Rosas, accompagné de Manuelita et du fiancé d'icelle, emporta le fameux tableau en Angleterre et ce tableau ne revint à Buenos Aires qu'un demi-siècle plus tard quand les fils de Manuelita en firent don au Museo de Bellas Artes où je l'ai découvert il y a un an car il était l'une des pièces maîtresses de l'exposition consacrée à Pueyrredon pour le bicentenaire de sa naissance:

Illustration 1

Sur cet arrière-plan historique, la pièce brode avec beaucoup de fantaisie autour de trois personnages: Manuelita et Pridiliano ainsi qu'un personnage fictif nommé Joaquin décrit comme le tuteur de Manuelita (mais à 34 ans celle que son redoutable père empêchait encore de se marier n'avait plus besoin d'un tuteur). Manuelita apparaît ici comme une post-adolescente tantôt mutine et tantôt impérieuse, alors que c'était une femme de tête qui bénéficiait d'une véritable popularité grâce à sa capacité d'atténuer la sauvagerie répressive de son dictateur de père.

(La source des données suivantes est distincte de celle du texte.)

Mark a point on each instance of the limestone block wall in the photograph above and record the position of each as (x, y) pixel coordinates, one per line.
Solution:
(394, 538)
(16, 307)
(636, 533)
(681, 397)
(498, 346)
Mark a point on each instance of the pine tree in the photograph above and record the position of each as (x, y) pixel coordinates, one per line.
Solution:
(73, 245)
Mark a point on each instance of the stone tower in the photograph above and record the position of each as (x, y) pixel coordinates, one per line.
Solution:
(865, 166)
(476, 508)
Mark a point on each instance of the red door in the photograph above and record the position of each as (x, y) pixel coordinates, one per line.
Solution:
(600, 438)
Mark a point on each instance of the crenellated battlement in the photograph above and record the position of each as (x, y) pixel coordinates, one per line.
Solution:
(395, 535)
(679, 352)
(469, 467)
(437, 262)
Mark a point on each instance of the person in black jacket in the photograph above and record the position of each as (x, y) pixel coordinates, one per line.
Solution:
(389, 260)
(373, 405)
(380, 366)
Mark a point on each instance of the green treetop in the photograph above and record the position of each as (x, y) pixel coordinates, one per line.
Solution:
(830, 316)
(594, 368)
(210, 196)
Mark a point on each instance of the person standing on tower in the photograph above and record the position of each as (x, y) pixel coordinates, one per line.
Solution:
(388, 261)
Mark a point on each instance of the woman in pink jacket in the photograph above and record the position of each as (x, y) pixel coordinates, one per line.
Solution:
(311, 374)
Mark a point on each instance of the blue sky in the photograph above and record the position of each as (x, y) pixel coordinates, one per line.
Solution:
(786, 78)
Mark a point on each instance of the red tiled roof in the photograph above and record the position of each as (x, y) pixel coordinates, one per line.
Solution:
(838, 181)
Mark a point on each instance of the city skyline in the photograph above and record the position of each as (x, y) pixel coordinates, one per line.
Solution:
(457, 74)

Lors d'un hilarant dialogue initial, Joaquin est chargé d'informer Pridiliano des contraintes très politiques que Rosas veut lui imposer quant au choix des couleurs du tableau.

Le jaune et le vert sont bannis car brésiliens, et le bleu parce qu'à la fois brésilien et français (l'expédition militaire franco-anglaise contre l'Argentine était alors toute récente.)

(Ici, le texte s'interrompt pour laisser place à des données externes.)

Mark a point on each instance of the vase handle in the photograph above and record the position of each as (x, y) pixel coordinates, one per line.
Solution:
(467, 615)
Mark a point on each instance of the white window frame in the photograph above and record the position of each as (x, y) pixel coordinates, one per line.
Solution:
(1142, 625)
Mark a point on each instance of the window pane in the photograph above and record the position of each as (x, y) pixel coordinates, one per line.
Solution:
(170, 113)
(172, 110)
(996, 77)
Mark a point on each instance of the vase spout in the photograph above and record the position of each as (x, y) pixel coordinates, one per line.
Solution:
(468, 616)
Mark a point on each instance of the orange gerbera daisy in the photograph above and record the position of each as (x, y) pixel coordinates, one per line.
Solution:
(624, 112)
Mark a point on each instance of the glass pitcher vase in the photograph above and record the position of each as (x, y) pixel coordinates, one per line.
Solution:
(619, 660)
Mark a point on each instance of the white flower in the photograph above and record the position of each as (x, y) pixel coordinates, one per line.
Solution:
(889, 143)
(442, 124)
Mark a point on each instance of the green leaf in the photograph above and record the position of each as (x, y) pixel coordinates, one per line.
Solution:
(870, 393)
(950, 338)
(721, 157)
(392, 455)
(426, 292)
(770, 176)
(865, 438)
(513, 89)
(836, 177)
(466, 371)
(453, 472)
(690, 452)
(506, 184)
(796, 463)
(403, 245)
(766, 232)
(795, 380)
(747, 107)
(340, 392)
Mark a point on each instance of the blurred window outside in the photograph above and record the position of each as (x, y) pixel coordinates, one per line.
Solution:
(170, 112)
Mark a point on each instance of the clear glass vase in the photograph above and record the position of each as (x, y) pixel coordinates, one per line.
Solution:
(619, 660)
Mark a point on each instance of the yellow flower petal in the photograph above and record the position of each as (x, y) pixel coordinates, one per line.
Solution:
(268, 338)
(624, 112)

Bref la couleur dominante doit être le rouge ponceau (rouge coquelicot en français, mais le "punzó" du titre original désigne aussi le rouge carmin en espagnol) flamboyante couleur des Fédéraux.

Pridiliano proteste et menace de renoncer à cette commande mais Joaquin lui fait comprendre qu'il pourrait arriver malheur à sa famille (une menace à ne pas prendre à la légère car, au temps de Rosas, la funeste Mazorca terrorisait et assassinait les opposants, jouant le même rôle que le FSB chez Poutine.)

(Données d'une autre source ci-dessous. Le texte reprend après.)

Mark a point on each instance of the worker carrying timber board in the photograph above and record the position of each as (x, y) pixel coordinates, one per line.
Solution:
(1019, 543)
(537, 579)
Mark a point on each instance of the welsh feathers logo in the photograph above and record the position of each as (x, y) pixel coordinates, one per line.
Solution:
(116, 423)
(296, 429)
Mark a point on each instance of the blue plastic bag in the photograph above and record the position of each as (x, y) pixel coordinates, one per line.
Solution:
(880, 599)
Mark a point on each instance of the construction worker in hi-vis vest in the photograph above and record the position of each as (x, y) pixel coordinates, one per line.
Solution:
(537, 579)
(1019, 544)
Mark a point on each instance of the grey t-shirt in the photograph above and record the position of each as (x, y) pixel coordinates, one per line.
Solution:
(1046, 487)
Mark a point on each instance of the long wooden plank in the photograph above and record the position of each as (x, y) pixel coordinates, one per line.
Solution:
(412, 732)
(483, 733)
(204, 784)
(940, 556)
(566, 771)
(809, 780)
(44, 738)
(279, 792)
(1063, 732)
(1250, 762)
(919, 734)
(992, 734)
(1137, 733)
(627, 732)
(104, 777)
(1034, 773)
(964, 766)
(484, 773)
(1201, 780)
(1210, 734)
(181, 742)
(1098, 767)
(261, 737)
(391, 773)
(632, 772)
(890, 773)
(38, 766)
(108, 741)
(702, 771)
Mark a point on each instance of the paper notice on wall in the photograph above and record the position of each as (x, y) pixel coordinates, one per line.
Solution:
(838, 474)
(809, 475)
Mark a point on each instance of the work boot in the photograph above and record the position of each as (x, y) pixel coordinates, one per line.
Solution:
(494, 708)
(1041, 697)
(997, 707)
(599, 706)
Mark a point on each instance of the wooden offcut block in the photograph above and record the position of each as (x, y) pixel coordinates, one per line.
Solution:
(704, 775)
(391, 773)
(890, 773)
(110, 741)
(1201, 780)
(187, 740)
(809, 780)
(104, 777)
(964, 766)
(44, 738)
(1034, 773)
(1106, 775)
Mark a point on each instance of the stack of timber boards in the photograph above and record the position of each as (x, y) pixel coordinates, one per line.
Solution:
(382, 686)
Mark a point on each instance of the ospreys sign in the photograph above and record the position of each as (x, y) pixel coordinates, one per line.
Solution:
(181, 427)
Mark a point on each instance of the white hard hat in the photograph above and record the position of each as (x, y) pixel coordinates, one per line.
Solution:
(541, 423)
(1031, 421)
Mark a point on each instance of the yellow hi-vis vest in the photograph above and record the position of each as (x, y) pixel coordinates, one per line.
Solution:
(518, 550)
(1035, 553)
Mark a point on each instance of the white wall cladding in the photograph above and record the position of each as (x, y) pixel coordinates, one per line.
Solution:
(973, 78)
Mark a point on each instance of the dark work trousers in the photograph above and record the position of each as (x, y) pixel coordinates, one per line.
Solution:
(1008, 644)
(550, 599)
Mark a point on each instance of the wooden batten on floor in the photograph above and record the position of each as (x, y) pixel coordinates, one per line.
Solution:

Arrive Manuelita qui explique à Pridiliano que c'est elle qui l'a choisi car ils étaient amis d'enfance (la différence d'âge rend cette relation intime peu plausible même si le fils du dirigeant politique et général de l'Argentine révolutionnaire fraîchement indépendante Juan Martin de Pueyrredon (1776-1850) et la fille de Juan Manuel de Rosas se connaissaient forcément un peu.)  Cette relation inventée permet de donner un tour ludique à la pièce avec des numéros de saute-mouton et de menuet destructuré (sic).

Cette pièce loufoque et décousue est sauvée par le talent de ses trois acteurs mais le texte est malheureusement loin de la qualité littéraire et de l'intensité dramatique de El Farmer qui faisait, en 2015 au Teatro San Martin, monologuer Rosas en exil au seuil de la mort dans une remarquable adaptation du roman éponyme d'Andrés Rivera que j'ai lu par la suite.